Nonsynonymous SNPs in GPCRs, from the public database dbSNP, have been evaluated by ‘in silico’ methods in order to assess their pathogenic potential. Specifically, the effect of amino acid changes at a given position in a GPCR has been assessed using simple physicochemical indices of amino acids, position-specific phylogenetic features and substitution matrix scores. We used a dataset consisting of disease mutations and another comprising neutral variations in a set of GPCR proteins, as a training dataset in a logistic regression analysis to classify them as disease-causing and neutral variations. A correct prediction of ∼89% accuracy was obtained using a combination of all features. The model obtained from this training dataset was used to predict the pathogenecity of SNPs in GPCRs from dbSNP by logistic regression. A list of SNPs in GPCRs from dbSNP that would potentially affect the function of the proteins has been obtained using this methodology. The observed correlations of SNPs with the various features are discussed below.
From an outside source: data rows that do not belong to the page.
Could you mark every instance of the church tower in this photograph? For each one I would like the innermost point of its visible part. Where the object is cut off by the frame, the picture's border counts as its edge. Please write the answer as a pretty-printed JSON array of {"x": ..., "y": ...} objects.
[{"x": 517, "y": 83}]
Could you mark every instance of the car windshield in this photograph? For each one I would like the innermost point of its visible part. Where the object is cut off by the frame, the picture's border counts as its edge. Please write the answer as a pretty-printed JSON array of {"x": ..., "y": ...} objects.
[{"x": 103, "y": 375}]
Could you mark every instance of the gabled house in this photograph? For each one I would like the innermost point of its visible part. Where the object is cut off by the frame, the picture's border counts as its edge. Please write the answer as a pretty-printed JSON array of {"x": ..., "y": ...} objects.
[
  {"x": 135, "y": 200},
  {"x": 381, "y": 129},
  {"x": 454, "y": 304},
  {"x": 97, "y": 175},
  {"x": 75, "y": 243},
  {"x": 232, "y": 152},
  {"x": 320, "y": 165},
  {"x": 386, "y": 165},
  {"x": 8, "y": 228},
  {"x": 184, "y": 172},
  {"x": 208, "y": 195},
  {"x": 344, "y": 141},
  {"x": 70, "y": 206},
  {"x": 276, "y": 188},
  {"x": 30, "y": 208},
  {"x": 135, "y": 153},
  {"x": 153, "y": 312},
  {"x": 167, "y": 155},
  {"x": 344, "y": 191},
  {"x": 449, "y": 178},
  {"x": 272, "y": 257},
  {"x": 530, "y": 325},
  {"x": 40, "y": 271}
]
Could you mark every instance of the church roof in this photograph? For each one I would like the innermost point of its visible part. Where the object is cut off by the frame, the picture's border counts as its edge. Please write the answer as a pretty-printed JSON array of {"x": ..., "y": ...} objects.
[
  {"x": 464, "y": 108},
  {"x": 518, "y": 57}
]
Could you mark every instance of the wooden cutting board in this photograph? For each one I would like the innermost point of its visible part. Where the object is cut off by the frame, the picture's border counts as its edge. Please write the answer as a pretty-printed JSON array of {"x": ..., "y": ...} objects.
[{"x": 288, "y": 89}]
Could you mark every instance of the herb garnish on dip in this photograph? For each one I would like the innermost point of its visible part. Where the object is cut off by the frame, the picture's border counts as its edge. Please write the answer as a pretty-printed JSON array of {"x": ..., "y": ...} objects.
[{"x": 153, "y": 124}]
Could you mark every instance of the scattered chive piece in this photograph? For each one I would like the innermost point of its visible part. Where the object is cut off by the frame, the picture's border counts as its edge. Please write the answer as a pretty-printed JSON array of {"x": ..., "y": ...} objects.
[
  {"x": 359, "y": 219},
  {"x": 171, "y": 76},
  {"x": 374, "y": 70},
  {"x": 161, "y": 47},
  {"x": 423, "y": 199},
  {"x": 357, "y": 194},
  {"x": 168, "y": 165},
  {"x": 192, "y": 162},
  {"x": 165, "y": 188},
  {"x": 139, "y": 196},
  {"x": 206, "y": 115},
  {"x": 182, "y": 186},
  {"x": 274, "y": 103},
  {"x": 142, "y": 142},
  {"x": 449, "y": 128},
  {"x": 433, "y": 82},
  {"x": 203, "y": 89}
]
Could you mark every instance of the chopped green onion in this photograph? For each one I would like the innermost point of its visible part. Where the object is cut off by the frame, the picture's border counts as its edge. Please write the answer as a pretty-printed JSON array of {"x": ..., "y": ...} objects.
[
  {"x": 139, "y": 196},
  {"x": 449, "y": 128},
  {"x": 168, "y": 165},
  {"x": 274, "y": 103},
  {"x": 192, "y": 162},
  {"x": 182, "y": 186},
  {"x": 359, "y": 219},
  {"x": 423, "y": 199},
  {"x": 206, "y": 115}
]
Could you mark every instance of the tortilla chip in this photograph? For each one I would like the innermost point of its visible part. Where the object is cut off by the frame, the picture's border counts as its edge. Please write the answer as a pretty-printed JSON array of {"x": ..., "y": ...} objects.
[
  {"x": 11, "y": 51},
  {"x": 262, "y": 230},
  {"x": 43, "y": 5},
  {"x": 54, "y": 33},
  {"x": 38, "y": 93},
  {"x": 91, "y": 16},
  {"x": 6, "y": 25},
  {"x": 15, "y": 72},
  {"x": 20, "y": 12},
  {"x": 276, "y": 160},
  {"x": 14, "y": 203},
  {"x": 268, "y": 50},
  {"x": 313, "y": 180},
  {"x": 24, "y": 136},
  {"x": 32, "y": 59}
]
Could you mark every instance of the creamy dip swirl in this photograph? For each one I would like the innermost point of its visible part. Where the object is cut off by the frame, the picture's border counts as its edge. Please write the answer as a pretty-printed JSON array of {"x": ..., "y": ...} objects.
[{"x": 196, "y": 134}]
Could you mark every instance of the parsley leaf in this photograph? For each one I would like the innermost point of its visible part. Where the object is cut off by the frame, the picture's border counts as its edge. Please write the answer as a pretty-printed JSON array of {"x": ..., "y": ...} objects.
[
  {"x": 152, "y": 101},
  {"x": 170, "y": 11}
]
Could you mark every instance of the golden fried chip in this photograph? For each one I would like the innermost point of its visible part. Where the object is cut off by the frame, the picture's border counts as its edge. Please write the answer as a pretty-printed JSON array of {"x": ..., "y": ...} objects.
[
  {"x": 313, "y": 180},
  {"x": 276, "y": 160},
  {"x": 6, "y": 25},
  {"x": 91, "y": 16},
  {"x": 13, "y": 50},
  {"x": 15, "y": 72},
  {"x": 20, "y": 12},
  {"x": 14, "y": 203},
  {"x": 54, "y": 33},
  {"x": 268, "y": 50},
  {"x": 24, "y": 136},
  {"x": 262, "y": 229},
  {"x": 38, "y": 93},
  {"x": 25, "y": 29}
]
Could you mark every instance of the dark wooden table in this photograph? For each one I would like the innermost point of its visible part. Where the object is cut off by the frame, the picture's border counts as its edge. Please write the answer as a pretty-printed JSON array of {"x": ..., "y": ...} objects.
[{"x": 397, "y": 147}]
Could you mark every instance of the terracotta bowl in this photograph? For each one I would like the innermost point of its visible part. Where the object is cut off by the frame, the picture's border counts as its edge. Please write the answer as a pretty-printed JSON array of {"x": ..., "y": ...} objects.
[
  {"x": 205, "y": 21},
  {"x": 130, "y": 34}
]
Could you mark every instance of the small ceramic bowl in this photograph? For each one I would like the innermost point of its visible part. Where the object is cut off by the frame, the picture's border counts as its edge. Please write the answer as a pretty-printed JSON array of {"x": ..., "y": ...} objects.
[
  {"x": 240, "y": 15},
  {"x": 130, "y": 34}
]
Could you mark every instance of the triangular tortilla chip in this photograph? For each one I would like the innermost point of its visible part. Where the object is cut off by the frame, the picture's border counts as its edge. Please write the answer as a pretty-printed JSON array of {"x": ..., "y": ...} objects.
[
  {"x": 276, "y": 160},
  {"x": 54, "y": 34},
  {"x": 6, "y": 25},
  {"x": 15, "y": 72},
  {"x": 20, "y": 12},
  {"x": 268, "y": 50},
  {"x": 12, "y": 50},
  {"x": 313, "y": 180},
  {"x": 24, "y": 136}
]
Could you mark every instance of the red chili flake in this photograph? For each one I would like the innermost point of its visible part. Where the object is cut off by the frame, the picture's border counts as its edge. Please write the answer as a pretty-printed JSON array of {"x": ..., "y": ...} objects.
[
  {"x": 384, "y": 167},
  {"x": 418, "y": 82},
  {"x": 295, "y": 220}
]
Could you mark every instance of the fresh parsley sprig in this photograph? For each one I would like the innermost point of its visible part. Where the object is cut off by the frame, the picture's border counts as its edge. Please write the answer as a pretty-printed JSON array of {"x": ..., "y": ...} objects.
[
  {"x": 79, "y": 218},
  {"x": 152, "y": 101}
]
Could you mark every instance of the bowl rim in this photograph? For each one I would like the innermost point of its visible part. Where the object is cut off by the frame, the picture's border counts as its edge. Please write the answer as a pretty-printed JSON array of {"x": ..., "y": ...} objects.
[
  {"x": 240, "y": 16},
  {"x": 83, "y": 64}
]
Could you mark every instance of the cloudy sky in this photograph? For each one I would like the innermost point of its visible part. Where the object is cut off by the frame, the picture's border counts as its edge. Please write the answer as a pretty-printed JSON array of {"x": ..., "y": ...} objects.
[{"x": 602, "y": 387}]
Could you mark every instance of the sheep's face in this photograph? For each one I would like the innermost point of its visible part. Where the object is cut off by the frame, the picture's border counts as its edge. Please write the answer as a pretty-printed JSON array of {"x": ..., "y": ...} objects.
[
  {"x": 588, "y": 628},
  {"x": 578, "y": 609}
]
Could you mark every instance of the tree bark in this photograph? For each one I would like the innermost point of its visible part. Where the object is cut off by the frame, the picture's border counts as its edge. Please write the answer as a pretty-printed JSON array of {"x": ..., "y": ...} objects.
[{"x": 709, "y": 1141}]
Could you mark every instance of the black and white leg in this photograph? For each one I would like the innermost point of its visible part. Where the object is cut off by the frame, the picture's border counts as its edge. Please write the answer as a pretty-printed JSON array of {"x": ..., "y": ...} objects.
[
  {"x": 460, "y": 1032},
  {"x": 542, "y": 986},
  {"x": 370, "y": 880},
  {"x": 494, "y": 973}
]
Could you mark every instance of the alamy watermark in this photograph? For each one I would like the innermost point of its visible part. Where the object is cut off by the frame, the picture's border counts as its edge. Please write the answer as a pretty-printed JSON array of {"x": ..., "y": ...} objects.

Location of the amino acid variations

Of the 284 disease-causing mutations, 164 are found in transmembrane regions. Assuming that the mutations are distributed according to a Poisson process, the disease-causing changes are highly overrepresented in transmembrane regions as shown in Table 2. This is similar to the results obtained by Lee et al. (10) who used a different set of disease mutations. Among the mutations in the disease dataset, mutations in the extracellular and intracellular domains are underrepresented. This may imply that changes in TM regions are disease-causing presumably because such changes may directly affect either the structure or function of the receptor. Mutations in TM regions could abrogate or diminish the activity of the protein when a ligand-binding site is affected. On the other hand, a mutation in a TM region could compromise the protein's structural integrity owing to its effect on helix–helix packing interactions. Similar analyses of the dataset comprising neutral variations show a different trend. Here, the occurrence of neutral variations in the TM and extracellular regions appears to be random, whereas neutral variations are underrepresented in the intracellular regions. The SNPs in dbSNP are significantly underrepresented in TM regions and overrepresented in extracellular regions. The crude analysis at this level indicates that most of the SNPs in dbSNP are similar to neutral variations and are probably benign substitutions.

Table 2

Distribution of the various amino acid changes among the TM, extracellular and intracellular regions for the disease-causing, neutral variations and SNPs from dbSNP

Domain	Disease	Neutral	dbSNP
Transmembrane	164 (93) P = 1.9 × 10⁻¹¹	90 (86) P = 0.35	112 (158) P = 2.2 × 10⁻⁵
Extracellular	80 (111) P = 0.001	96 (82) P = 0.06	200 (159) P = 0.0009
Intracellular	40 (80) P = 5.5 × 10⁻⁷	61 (79) P = 0.019	152 (126) P = 0.056

The numbers in the parentheses is the expected number based on a Poisson distribution and the numbers left of the parentheses indicate the observed number of variations in the corresponding domain.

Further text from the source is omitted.